Japan's post-tsunami politics
Political co-operation, hard before the earthquake and tsunami, has got harder
AS JAPAN copes with its worst crisis since the second world war, the prime minister, Naoto Kan, is calling for a new politics. In particular, he wants collaboration with opposition parties mostly bent on ousting him. “Many ways of doing things in this country have come to the end of the road,” he said on April 11th. “To rebuild this country, we need a new mindset. I hope for—and expect—a new direction.”
He seems unlikely to get it. The quake and tsunami that devastated north-eastern Japan, and the nuclear disaster that followed, have disrupted the economy, with power shortages and stricken factories. Ordinary Japanese have cut back on inessential spending, in a mood of sacrificial restraint. Much has changed.

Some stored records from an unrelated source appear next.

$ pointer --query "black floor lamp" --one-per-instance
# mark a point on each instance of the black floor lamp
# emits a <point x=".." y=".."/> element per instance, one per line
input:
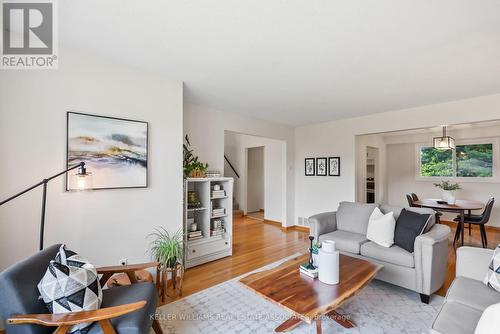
<point x="83" y="182"/>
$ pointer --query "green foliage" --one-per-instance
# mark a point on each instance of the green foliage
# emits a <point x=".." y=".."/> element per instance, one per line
<point x="447" y="185"/>
<point x="191" y="162"/>
<point x="471" y="161"/>
<point x="434" y="162"/>
<point x="475" y="160"/>
<point x="165" y="248"/>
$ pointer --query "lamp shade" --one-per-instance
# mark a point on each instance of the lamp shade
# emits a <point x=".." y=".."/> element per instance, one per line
<point x="82" y="180"/>
<point x="444" y="142"/>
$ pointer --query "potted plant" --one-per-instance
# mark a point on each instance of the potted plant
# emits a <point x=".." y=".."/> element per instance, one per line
<point x="192" y="167"/>
<point x="448" y="189"/>
<point x="167" y="249"/>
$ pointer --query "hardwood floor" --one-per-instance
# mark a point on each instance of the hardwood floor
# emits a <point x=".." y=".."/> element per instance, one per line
<point x="257" y="244"/>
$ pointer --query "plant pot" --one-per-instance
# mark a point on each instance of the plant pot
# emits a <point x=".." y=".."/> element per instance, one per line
<point x="198" y="173"/>
<point x="169" y="282"/>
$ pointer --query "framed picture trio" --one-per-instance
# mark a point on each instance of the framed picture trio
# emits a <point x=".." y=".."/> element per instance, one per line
<point x="322" y="166"/>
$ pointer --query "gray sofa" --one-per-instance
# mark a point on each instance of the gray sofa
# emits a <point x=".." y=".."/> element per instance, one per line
<point x="468" y="296"/>
<point x="422" y="271"/>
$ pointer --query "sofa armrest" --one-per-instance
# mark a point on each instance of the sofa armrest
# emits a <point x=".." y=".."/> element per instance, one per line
<point x="431" y="258"/>
<point x="322" y="223"/>
<point x="473" y="262"/>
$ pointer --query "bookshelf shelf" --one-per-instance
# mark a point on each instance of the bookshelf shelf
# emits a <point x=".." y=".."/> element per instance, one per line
<point x="209" y="247"/>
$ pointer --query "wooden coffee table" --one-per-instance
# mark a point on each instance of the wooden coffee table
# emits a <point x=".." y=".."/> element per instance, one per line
<point x="309" y="299"/>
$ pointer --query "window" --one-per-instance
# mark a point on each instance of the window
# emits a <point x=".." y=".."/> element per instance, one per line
<point x="474" y="160"/>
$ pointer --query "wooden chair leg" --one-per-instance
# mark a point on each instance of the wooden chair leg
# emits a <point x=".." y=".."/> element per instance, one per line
<point x="484" y="239"/>
<point x="457" y="233"/>
<point x="157" y="327"/>
<point x="107" y="327"/>
<point x="62" y="329"/>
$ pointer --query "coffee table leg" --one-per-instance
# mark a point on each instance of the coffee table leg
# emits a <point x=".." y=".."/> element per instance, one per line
<point x="340" y="319"/>
<point x="318" y="325"/>
<point x="288" y="325"/>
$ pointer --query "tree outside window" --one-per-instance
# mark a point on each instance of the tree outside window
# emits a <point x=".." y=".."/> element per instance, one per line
<point x="468" y="161"/>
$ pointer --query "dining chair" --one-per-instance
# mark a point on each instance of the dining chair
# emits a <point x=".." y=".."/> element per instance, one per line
<point x="480" y="220"/>
<point x="410" y="201"/>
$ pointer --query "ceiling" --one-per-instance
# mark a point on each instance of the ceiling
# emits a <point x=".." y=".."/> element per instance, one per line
<point x="298" y="62"/>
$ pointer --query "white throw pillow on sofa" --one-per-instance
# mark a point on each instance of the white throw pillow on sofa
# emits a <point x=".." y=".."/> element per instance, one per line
<point x="488" y="323"/>
<point x="381" y="228"/>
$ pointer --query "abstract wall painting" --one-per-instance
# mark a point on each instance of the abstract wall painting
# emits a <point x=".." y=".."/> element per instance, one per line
<point x="114" y="150"/>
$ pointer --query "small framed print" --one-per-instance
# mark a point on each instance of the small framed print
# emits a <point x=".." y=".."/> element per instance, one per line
<point x="309" y="167"/>
<point x="334" y="166"/>
<point x="321" y="166"/>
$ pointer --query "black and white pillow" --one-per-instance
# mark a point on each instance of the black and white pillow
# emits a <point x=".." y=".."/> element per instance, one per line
<point x="408" y="227"/>
<point x="492" y="278"/>
<point x="71" y="284"/>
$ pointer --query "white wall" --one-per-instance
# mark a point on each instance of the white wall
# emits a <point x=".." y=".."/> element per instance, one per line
<point x="337" y="138"/>
<point x="103" y="225"/>
<point x="255" y="179"/>
<point x="275" y="186"/>
<point x="206" y="129"/>
<point x="401" y="171"/>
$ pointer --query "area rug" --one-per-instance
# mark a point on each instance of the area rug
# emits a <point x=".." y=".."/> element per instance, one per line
<point x="232" y="308"/>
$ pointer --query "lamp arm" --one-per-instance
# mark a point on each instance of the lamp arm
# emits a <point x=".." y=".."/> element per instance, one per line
<point x="44" y="181"/>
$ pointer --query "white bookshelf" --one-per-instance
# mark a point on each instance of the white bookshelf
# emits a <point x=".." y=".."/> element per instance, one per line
<point x="208" y="247"/>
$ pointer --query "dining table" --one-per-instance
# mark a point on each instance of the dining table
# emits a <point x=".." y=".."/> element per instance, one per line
<point x="460" y="207"/>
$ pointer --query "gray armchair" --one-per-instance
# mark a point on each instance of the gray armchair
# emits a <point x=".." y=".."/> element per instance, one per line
<point x="127" y="309"/>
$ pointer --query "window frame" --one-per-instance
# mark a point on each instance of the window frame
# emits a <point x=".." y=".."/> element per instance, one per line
<point x="492" y="179"/>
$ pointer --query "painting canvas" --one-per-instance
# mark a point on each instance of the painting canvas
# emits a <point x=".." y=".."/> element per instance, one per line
<point x="309" y="167"/>
<point x="114" y="150"/>
<point x="321" y="166"/>
<point x="334" y="164"/>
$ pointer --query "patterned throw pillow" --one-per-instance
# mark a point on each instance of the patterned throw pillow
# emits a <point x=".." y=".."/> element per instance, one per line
<point x="71" y="284"/>
<point x="493" y="276"/>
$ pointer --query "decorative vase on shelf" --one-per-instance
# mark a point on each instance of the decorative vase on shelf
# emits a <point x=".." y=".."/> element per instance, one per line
<point x="449" y="197"/>
<point x="329" y="263"/>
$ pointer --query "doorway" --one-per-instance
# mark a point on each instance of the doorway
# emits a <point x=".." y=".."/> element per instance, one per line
<point x="371" y="174"/>
<point x="255" y="183"/>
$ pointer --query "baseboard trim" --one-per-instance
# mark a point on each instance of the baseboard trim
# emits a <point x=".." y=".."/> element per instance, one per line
<point x="454" y="224"/>
<point x="272" y="222"/>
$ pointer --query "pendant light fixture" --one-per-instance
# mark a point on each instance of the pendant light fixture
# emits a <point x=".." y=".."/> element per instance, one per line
<point x="445" y="142"/>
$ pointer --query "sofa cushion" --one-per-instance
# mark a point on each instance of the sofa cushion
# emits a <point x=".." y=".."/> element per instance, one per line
<point x="488" y="323"/>
<point x="396" y="210"/>
<point x="472" y="293"/>
<point x="345" y="241"/>
<point x="408" y="227"/>
<point x="394" y="254"/>
<point x="353" y="216"/>
<point x="138" y="322"/>
<point x="456" y="318"/>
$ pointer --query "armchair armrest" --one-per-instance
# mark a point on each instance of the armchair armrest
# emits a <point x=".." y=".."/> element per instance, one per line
<point x="473" y="262"/>
<point x="322" y="223"/>
<point x="66" y="320"/>
<point x="130" y="270"/>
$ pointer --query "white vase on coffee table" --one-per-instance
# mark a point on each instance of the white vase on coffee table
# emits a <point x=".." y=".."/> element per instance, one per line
<point x="329" y="260"/>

Yet one constant remains: petty political bickering.
As the government has attempted to deal with the mess, the opposition Liberal Democratic Party (LDP) has picked on minor gaffes to justify exaggerated displays of outrage. Mr Kan’s offer to the LDP’s leader, Sadakazu Tanigaki, to form a “grand coalition” with his Democratic Party of Japan (DPJ) was rebuffed. The opposition thinks Mr Kan is flailing and his prime ministership, which was in trouble well before the earthquake, is in danger.
In opinion polls, Mr Kan’s personal support has increased slightly since then, but around two-thirds of voters are disappointed with the government’s handling of the crisis, particularly at the Fukushima nuclear plant. On April 12th the nuclear accident there was upgraded to level seven, the highest rating on an international scale of severity. That places it on a par with the Chernobyl disaster 25 years ago this month (though the radiation released at Fukushima is only a tenth of Chernobyl’s, and nobody has died from it yet).